Step1: Draw diagonal \( AC \)

Draw \( \overline{AC} \) to divide parallelogram \( ABCD \) into \( \triangle ABC \) and \( \triangle CDA \).

Step2: Identify parallel sides

In parallelogram \( ABCD \), \( \overline{AB} \parallel \overline{CD} \) and \( \overline{BC} \parallel \overline{DA} \) (Definition of parallelogram).

Step3: Find alternate interior angles

• \( \angle BAC \cong \angle DCA \) (Alternate Interior Angles Theorem, since \( \overline{AB} \parallel \overline{CD} \) and \( \overline{AC} \) is transversal).
• \( \angle BCA \cong \angle DAC \) (Alternate Interior Angles Theorem, since \( \overline{BC} \parallel \overline{DA} \) and \( \overline{AC} \) is transversal).

Step4: Identify common side

\( \overline{AC} \cong \overline{AC} \) (Reflexive Property of Congruence).

Step5: Prove triangles congruent

\( \triangle ABC \cong \triangle CDA \) (ASA Congruence Criterion, \( \angle BAC \cong \angle DCA \), \( \overline{AC} \cong \overline{AC} \), \( \angle BCA \cong \angle DAC \)).

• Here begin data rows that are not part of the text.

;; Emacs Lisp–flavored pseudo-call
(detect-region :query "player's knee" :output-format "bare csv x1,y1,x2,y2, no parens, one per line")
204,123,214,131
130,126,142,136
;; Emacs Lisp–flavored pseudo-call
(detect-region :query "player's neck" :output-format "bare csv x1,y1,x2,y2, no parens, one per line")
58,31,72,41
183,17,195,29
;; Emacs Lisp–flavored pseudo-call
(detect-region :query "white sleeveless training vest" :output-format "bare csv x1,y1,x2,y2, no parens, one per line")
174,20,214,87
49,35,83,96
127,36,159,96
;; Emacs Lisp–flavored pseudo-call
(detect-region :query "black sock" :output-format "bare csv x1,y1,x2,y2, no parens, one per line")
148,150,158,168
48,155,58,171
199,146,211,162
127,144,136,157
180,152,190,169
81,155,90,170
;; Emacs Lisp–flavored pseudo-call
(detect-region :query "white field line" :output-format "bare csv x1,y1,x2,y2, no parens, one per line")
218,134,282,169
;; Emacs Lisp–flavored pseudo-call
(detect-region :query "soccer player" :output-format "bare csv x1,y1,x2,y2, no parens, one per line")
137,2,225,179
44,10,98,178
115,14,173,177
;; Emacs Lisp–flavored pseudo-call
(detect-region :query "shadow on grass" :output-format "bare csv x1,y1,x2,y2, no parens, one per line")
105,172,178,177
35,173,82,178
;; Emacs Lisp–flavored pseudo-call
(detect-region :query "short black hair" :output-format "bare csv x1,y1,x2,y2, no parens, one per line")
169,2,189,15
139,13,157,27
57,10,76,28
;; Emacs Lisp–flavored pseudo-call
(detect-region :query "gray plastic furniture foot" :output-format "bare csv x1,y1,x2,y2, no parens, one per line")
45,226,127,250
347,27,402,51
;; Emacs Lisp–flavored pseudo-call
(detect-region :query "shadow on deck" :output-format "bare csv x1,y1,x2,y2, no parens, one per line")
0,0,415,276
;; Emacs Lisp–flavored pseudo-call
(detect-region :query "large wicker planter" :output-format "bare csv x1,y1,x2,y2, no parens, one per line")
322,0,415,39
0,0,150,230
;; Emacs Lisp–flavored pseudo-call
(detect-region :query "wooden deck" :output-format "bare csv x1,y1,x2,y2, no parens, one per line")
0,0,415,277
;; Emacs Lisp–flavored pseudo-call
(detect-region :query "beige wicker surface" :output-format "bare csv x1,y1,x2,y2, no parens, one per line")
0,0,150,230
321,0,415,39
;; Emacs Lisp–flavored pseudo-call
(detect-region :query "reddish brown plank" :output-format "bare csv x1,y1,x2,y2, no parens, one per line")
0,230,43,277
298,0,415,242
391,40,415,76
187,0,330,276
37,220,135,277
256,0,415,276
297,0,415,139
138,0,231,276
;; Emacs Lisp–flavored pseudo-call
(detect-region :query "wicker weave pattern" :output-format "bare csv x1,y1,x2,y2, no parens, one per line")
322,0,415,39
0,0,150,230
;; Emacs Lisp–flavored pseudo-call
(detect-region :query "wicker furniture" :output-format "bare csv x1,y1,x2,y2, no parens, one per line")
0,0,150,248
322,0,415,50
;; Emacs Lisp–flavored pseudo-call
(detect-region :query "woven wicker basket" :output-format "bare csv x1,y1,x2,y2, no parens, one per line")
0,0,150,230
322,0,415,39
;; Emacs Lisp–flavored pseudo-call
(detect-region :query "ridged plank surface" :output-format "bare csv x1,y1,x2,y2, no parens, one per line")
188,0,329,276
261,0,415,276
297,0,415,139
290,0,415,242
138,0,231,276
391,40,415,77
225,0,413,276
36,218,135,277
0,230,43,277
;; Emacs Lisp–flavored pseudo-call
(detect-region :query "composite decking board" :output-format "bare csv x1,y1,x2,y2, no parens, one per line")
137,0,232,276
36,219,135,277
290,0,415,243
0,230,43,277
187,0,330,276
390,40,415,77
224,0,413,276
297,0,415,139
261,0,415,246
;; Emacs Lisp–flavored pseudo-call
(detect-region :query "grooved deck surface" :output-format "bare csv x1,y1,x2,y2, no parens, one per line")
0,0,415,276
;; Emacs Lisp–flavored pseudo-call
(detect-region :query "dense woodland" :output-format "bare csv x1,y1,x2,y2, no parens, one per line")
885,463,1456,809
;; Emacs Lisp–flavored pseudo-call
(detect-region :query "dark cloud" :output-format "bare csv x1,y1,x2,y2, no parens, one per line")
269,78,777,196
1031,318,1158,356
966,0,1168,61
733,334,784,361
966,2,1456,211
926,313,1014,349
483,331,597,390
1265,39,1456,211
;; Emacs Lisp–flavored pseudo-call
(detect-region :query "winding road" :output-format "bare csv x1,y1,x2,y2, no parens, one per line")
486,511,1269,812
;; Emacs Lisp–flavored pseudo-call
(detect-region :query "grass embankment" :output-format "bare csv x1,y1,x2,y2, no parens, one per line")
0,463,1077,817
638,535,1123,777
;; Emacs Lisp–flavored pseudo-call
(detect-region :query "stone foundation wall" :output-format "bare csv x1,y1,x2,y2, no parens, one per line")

Step6: Corresponding parts of congruent triangles

Since \( \triangle ABC \cong \triangle CDA \), their corresponding sides are congruent. So, \( \overline{AB} \cong \overline{CD} \) and \( \overline{BC} \cong \overline{DA} \) (CPCTC - Corresponding Parts of Congruent Triangles are Congruent).

Answer:

By drawing diagonal \( AC \), using properties of parallelogram (parallel sides), Alternate Interior Angles Theorem, Reflexive Property, ASA congruence for \( \triangle ABC \) and \( \triangle CDA \), and CPCTC, we prove \( \overline{AB} \cong \overline{CD} \) and \( \overline{BC} \cong \overline{DA} \).